Civil rights groups join to aid Muslim community from hate crimes

Wednesday, December 23, 2015
Civil rights groups join to aid Muslim community from hate crimes
Legal advocates are joining forces to aid the Muslim community as it is besieged by hate crimes and incidents of intolerance.

LOS ANGELES (KABC) -- Legal advocates are joining forces to aid the Muslim community as it is besieged by hate crimes and incidents of intolerance.

"The extent of Islamaphobia is even greater than after 9-11," said Betty Hung with Asian Americans Advancing Justice.

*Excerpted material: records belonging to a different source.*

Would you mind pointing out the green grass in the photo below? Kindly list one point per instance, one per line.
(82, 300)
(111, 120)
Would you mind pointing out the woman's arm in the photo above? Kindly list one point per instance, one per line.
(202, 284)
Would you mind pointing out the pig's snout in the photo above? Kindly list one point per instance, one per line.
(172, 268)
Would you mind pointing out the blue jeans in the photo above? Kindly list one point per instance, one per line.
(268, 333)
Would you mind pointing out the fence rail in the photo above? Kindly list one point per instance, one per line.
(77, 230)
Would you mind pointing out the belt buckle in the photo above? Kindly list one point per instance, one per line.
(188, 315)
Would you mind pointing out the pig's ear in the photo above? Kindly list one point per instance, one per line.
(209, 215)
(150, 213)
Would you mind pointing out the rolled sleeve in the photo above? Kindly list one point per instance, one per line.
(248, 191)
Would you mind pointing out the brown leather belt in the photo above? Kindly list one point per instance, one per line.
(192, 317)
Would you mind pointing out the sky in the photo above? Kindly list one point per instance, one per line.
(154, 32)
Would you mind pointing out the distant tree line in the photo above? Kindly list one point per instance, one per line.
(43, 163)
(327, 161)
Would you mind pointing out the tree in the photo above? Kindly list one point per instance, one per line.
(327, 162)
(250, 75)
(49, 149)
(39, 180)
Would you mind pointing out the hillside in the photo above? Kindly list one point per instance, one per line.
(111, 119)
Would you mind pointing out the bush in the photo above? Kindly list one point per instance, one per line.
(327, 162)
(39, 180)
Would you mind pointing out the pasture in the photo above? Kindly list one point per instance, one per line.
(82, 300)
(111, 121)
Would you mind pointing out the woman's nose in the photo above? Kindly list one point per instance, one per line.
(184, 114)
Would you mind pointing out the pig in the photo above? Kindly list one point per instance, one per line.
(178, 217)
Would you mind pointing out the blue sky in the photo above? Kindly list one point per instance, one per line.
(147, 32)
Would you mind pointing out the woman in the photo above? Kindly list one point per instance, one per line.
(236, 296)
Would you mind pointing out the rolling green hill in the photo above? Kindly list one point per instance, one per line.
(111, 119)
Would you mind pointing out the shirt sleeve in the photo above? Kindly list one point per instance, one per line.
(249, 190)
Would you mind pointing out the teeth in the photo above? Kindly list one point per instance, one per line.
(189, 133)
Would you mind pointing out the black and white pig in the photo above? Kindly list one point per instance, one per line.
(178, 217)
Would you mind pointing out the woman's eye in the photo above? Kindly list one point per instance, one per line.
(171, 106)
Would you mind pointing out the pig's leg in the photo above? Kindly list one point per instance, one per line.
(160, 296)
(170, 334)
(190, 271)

Following the San Bernardino massacre by suspected ISIS sympathizers, civil rights groups report growing backlash against Muslims and people mistaken for being Muslim.

Hung said attacks on Mosques, women with hijabs being pulled at, children in schools being afraid to disclose they are Muslim are just part of the problem.

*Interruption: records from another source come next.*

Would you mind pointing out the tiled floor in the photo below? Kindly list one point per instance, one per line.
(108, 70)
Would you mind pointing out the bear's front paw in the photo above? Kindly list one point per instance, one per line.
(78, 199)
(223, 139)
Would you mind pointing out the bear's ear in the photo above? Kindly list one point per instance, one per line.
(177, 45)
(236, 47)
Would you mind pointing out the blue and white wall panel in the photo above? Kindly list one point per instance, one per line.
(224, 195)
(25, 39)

A wave of calls is overwhelming at the Council on American Islamic Relations and on Tuesday, four civil rights organizations announced the formation of a support network - offering lawyers who can respond to myriad concerns.

Verbal assaults, arsons, death threats and attacks on mosques are listed by Colleen Flynn of the National Lawyers Guild.

On Monday, Investigators in Richmond, California arrested a man suspected of making a bomb intending to harm Muslims.

In Orange County, vandals sprayed graffiti on a Sikh temple-a non-Muslim place of worship.

A Hawthorne mosque was vandalized, and in the Coachella Valley, a mosque was firebombed.

Civil rights groups said Muslims are now being victimized another way - getting a surprise call from the FBI, feeling unjustly targeted, wondering what their rights are.

"Their fear is that they are not going to get a fair shake from law enforcement," said James Lafferty of the National Lawyers Guild.

The groups designated two hotlines to answer questions: (888) 349-9695 and (213) 600 9288.

The effort is to make legal assistance more accessible to a community shaken and isolated by an act of violence they were helpless to prevent.